Être journaliste est décidément un métier plein de surprises. En repérage à la Cité de l’Automobile à Mulhouse qui servira pour de prochains tournages, l’équipe de TourismInfo a assisté à un moment unique par le plus grand des hasards. 

« Vous avez une caméra avec vous ? » nous demande Brice, le responsable des ateliers de restauration de la Cité de l’Automobile, lors du repas. Par chance, nous en avions deux puisque l’on devait tourner un reportage plus tard dans la journée. Il nous dit qu’ils vont faire rouler la célèbre Bugatti Royale « Coupé Napoléon » cette après-midi et que l’on peut y assister.

La Bugatti Royale date des années 1930 et c’est la voiture personnelle d’Ettore Bugatti, rien que ça. Après une révision approfondie, elle a eu le droit de prendre l’air. C’est l’une des voitures des plus imposantes que j’ai dû voir dans ma vie. A l’époque elle ne sera vendue qu’à six exemplaires car elle était bien trop chère pour tous les aristocrates durant la période de Grande Dépression.

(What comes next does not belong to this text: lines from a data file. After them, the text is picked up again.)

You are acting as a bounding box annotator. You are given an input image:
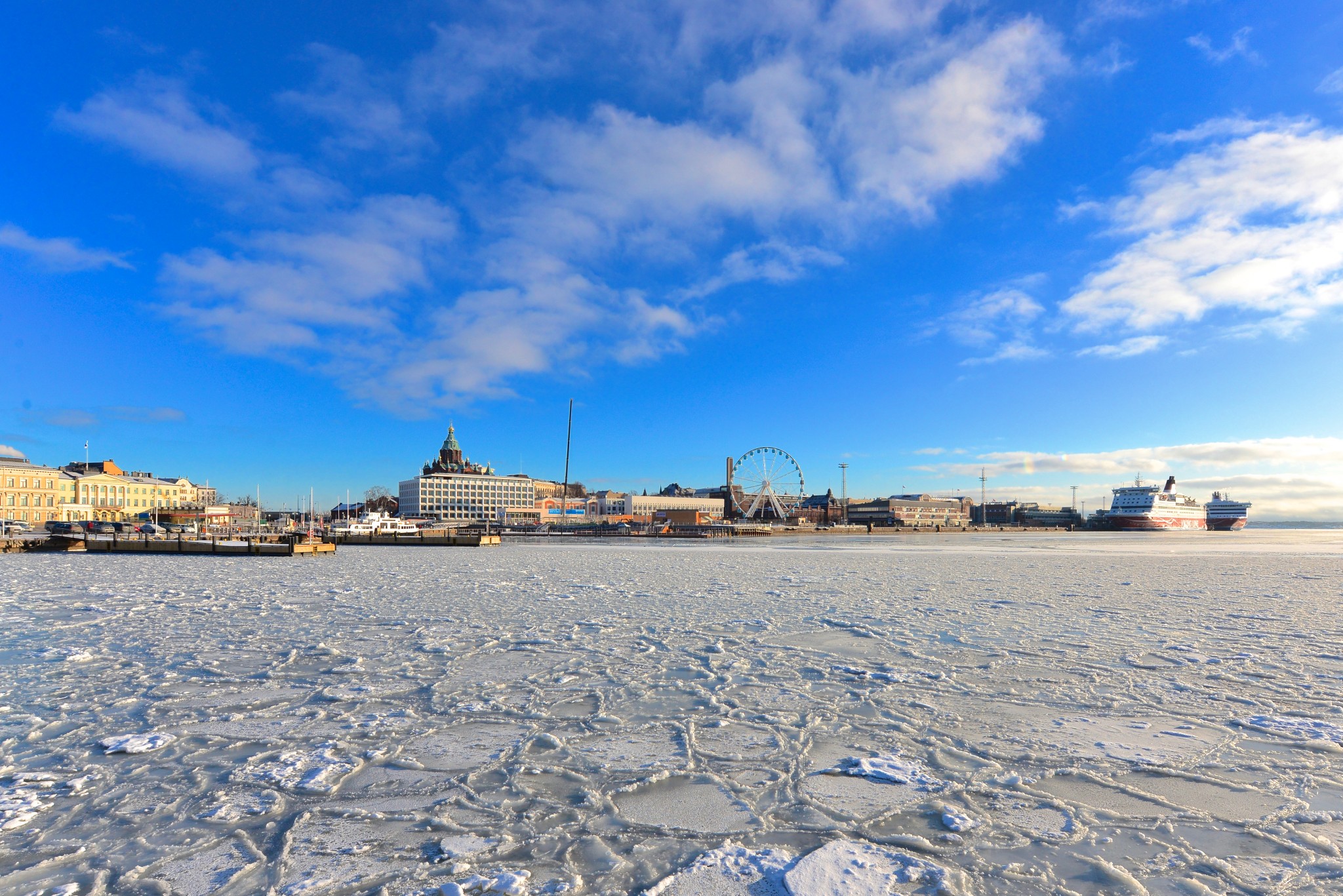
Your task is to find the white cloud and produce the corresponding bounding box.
[56,75,260,182]
[682,239,843,298]
[1081,0,1197,29]
[0,224,134,270]
[161,196,456,353]
[1062,121,1343,333]
[946,437,1343,476]
[278,45,434,157]
[1184,28,1264,64]
[56,0,1068,407]
[55,74,340,203]
[1315,69,1343,94]
[943,288,1045,345]
[1077,336,1169,357]
[961,341,1049,365]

Dernières vérifications avant de prendre la route

Toute l’équipe s’active autour de la voiture avant de la faire rouler. Le niveau d’huile, l’essence, la pression des pneus…tout passe en revue. La voiture est bichonnée avant de ronronner. Sortir la voiture des ateliers est une manœuvre qui mérite tout autant d’attention. Pas question que la Grande Dame se heurte à un encadrement de porte. Guidage au millimètre…

NIVEAU ROYALE

Arrivée dans la cour, la voiture se met en route. Un peu de fumée s’échappe mais  ce n’est rien d’alarmant. L’équipe mécanique termine le « check up » ….. Rien d’anormal, sauf un petit bruit dans le moteur qui l’inquiète… Un bruit qu’elle ne faisait pas auparavant, ou pas si prononcé en tout cas. Mais elle pourra rouler quand même.

SURPRISE ROYALE

Brice monte dans la Bugatti Royale pour la conduire jusqu’à l’autodrome où elle fera quelques tours. Je suis invitée à monter à ses côtés pour faire quelques images. Bertrand, l’un des mécaniciens de l’équipe, se met au volant d’une Jeep, une autre voiture mythique de la Cité de l’automobile et nous accompagne sur la piste. Le véhicule nous servira par la suite pour les travelling vidéo. Un virage serré est à négocier avant de rejoindre l’autodrome. Notre chauffeur manie la grande dame avec précaution et essaie de prendre le virage assez large mais ça ne suffit pas, il faudra s’y reprendre à deux fois. Il me demande si cela passe de mon côté et accélère une fois le portail franchit. « C’est la voiture de Monsieur Bugatti et moi je la conduis. C’est fou ! » me confie t-il. En voilà un passionné !

Une fois sur l’autodrome, plus rien n’arrête la voiture. Je suis surprise par la conduite qui est plus qu’agréable, à l’avant en tout cas, car une fois passée à l’arrière je remarque que cela secoue beaucoup plus. Tout le monde est sous le charme. Cette voiture a tellement de prestance quand elle est en mouvement qu’il serait dommage de ne pas la faire rouler.

Brice nous confiera: « le jour où je ne trouverai plus ça beau, je crois que je pourrai arrêter mon travail ».